5. Dick Vermeil
Dick Vermeil coached in St. Louis, Philadelphia and Kansas City, where his coaching career concluded in 2005. In 2000, leading the St. Louis Rams, Vermeil became the oldest Super Bowl-winning coach at age 63. Vermeil was known for his close support of players and staff and displays of strong emotion at press conferences. He won “coach of the year” honors at four levels of football, from high school through the pros.
4. Joe Gibbs
When he first took the head coach position with the Washington Redskins in 1981, Joe Gibbs was one of the youngest NFL coaches in the league. However, his relative youth didn’t stop Gibbs from winning three Super Bowls, the last in 1992. Gibbs is the only coach to win three Super Bowls with three different starting quarterbacks. After his first retirement, Gibbs took control of a successful NASCAR team. Finally, he returned to the Redskins in 2004 and continued through the 2007 season, when he had reached the age of 67.
3. Weeb Ewbank
Wilbur Charles “Weeb” Ewbank coached the Baltimore Colts for nine seasons. Weeb then moved to New York and brought the Jets (and the American Conference) to their first two Super Bowl victories. While also including a Joe Namath-led beatdown of the Colts in Super Bowl III, played in 1969. When he retired with the Jets after five more seasons, Weeb had reached the age of 67.
2. Marv Levy
A native of Quebec, Marv Levy moved to Chicago as a boy and served in the U.S. military during World War II. His coaching career began with the Montreal Alouettes from 1973 to 1977 and continued with Kansas City and the Buffalo Bills.

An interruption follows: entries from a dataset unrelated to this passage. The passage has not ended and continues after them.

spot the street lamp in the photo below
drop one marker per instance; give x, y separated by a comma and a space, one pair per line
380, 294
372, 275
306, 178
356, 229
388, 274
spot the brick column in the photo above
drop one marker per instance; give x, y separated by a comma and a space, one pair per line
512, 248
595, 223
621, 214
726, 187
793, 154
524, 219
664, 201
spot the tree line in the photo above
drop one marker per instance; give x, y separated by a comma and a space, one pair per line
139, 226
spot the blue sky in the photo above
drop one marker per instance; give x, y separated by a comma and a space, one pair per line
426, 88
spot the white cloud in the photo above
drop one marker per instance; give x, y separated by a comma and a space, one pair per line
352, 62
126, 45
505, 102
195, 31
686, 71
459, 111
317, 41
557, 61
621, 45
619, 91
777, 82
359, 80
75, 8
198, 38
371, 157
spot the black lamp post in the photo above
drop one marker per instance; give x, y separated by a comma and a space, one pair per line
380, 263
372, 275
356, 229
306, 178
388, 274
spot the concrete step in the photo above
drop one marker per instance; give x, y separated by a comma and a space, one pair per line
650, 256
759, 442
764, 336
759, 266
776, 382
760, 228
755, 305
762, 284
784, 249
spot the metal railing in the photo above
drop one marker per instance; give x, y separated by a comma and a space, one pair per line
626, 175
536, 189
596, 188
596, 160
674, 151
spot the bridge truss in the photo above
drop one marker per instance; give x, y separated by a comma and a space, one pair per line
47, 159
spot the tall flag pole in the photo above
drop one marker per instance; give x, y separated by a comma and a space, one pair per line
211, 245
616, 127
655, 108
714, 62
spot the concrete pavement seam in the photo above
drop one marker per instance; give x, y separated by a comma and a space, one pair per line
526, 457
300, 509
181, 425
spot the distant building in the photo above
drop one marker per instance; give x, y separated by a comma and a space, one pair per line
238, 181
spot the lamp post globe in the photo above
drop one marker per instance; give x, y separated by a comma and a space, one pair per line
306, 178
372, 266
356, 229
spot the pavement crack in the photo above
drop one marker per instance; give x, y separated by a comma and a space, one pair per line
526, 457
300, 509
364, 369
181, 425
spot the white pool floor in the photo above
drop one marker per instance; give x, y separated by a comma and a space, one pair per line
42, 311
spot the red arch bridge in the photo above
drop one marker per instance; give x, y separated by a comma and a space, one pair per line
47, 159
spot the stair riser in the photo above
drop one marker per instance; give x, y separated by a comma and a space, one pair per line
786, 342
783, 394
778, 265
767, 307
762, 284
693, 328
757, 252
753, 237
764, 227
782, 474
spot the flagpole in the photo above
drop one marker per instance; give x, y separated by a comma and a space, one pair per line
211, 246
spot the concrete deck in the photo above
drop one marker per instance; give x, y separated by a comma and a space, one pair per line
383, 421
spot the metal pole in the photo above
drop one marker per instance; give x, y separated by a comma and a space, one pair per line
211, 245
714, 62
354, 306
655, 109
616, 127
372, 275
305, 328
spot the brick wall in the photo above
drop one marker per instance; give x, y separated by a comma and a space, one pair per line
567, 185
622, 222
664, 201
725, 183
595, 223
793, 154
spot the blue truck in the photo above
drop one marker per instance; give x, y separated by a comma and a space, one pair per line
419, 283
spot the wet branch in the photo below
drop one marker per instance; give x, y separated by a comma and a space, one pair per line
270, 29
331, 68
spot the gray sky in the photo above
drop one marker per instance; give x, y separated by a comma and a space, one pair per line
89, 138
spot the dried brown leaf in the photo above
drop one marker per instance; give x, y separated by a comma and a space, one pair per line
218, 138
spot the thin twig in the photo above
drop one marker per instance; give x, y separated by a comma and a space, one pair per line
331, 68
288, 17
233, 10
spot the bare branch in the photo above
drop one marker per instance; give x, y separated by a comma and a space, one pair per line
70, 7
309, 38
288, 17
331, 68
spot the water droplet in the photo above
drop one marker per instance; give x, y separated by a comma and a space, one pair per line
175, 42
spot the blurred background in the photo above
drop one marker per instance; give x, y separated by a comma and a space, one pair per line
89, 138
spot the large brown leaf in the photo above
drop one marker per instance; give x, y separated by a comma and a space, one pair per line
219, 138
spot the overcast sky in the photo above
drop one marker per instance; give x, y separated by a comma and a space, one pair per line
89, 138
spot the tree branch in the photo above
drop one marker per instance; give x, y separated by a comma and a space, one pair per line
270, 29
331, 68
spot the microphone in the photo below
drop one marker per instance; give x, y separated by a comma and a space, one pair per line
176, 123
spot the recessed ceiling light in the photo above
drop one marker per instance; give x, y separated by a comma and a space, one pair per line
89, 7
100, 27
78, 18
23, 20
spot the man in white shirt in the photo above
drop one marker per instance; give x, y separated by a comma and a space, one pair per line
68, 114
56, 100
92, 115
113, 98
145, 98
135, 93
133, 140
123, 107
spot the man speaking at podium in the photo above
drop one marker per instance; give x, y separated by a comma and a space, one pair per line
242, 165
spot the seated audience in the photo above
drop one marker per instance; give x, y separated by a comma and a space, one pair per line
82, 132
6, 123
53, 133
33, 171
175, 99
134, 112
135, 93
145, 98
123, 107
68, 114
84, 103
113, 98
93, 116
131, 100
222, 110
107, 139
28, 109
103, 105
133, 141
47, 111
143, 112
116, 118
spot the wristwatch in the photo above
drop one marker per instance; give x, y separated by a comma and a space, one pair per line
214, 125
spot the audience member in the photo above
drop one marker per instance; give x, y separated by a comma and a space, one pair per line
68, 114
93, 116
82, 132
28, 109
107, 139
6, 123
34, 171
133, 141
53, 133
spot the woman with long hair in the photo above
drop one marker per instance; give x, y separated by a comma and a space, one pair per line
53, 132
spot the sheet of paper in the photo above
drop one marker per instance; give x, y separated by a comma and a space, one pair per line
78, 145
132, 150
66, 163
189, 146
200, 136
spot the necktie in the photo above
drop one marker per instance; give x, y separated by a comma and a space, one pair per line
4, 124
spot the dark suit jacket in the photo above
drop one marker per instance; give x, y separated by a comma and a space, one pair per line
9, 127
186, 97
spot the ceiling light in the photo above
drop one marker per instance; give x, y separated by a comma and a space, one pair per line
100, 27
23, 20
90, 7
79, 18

Marv Levy was known to sometimes do things differently to other coaches. He pioneered the no-huddle ‘K-Gun’ offense with the Buffalo Bills which kept opponents on their heels. Finally bringing the team to four AFC championship games before retiring from coaching in 1997 at age 72.
1. George Halas
George Halas was one of the most legendary NFL coaches. He was there at the inception as the owner of the Decatur Staleys of the original NFL club lineup in 1920. After the Staleys became the Chicago Bears, “Papa Bear” Halas stayed with the team as a player, owner and 40-year head coach. In addition, he racked up six NFL championships and 324 total victories before finally retiring from the game at the age of 72 in 1967.